The Grand Budapest Hotel is loaded with actors in supporting roles that Anderson has used many times. They include Adrien Brody as the Madame’s conniving son, Edward Norton as a police inspector, Harvey Keitel as an inmate helping Gustave, Jeff Goldblum as a lawyer tasked with the Madame’s complex will, and smaller roles from Bill Murray, Owen Wilson, and Jason Schwartzman. There’s also Saoirse Ronan as Mustafa’s love interest. The cameos by Murray and Wilson felt a bit perfunctory to me, as if Anderson simply felt the need to include his usual standbys, but the director’s biggest admirers will probably appreciate their inclusion.

For all the considerable star power inhabiting Hotel, it’s the Gustave/Mustafa relationship that fills most of the brisk 99 minute running time. And it’s the until now unknown impressive comedic chops of Fiennes that is by far the highlight. Known for being a serious actor, the actor seems to relish playing this zany character and spouting Anderson’s dialogue. I suspect he may become yet another staple of the director’s troupe (I hope so).

The production design and cinematography are fantastic. This is an absolutely gorgeous picture to look at and Anderson evens shoots Hotel in three different aspect ratios in relation to each time setting.

As already stated, the most rabid aficionados of Anderson’s work will adore this. Somewhat surprisingly – Budapest managed to breakthrough to the mainstream more than any other of his pictures with a wonderful $162 million worldwide gross. I say surprisingly because I put this on the same level with most of his other efforts. This is a consistently amusing comedy with spots of true hilarity. The moments where Anderson injects emotion into all the craziness feels a little forced, more so than it did in Tenenbaums or Moonrise Kingdom. And any comedy that puts Bill Murray in a scene and doesn’t let him do something funny earns a demerit.

Bottom line: if you’re in the Anderson makes pretentious fluff camp, you’ll still be. If you’re in the Anderson is a God camp, you’ll worship again. Or if you’re like me… you’ll appreciate its finest moments without coming close to uttering the word masterpiece.

*** (out of four)

 

 

Oscar Watch: The Grand Budapest Hotel

Yes, the Oscar ceremony celebrating the best of film in 2013 was just four days ago. Yes, it’s entirely too early to start speculating on next year’s Oscars.

Or perhaps not because tomorrow brings us what could be the first legitimate Oscar contender of 2014. It comes in the form of Wes Anderson’s The Grand Budapest Hotel.

Director/writer Anderson has a very loyal following that include most critics. Some of his acclaimed works include Bottle Rocket, Rushmore, The Royal Tenenbaums, Fantastic Mr. Fox, and Moonrise Kingdom. All were favorites in the critical community. None have received a Best Picture nomination.
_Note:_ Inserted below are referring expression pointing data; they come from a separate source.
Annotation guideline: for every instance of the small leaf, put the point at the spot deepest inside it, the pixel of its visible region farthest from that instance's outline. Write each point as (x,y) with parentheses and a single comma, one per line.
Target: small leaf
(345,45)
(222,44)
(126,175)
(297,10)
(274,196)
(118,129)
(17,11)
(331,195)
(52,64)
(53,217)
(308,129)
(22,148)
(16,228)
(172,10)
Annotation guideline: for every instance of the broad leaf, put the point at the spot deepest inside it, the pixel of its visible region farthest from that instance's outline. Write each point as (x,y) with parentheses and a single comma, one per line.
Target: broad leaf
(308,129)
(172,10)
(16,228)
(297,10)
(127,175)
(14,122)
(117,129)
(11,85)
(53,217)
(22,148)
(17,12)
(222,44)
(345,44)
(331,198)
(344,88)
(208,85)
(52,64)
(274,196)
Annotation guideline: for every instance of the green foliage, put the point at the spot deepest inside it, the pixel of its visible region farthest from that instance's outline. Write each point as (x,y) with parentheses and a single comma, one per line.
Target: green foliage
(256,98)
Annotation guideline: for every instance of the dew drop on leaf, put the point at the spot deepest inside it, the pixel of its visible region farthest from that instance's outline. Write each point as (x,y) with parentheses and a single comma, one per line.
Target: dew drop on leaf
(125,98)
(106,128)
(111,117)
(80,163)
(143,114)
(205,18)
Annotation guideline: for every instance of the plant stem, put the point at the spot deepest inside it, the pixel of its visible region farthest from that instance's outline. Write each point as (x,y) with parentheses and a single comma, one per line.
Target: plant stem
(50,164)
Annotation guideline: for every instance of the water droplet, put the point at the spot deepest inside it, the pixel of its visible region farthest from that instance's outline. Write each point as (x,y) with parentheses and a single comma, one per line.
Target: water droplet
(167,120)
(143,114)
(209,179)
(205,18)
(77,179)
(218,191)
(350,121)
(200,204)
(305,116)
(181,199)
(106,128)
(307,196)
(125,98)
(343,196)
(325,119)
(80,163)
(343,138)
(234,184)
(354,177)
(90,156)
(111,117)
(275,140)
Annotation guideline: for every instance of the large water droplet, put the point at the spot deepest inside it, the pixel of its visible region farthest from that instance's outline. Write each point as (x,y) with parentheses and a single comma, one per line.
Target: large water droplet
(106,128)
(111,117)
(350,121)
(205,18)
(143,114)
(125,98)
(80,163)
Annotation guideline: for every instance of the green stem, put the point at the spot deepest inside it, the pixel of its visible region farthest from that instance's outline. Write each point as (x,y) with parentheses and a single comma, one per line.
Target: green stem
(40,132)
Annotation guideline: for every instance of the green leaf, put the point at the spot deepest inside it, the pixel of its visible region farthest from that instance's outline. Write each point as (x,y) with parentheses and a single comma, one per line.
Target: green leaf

There may a feeling that Anderson is due and Budapest could be that movie. It stands at a solid 87% so far on Rotten Tomatoes. It also has one heckuva cast – with lead Ralph Fiennes joining Adrien Brody, Willem Dafoe, Jeff Goldblum, Harvey Keitel, Jude Law, Bill Murray, Edward Norton, Saoirse Ronan, Jason Schwarztman, Tilda Swinton, Tom Wilkinson, and Owen Wilson. In early reviews, Fiennes has particularly been singled out and we could hear his name mentioned as a Best Actor candidate.

The picture has a great shot at a Best Original Screenplay nomination where Anderson has been nominated twice before for Tenenbaums and Kingdom. It goes without saying, but there’s no way to currently know how good a year 2014 will turn out to be. It’s not even out yet, but I’ll say with confidence that Budapest wouldn’t have been nominated in 2013.

However, 2013 was a rather strong year. With the combination of an overdue feeling for Anderson and current positive buzz, this is 2014’s first Oscar contender.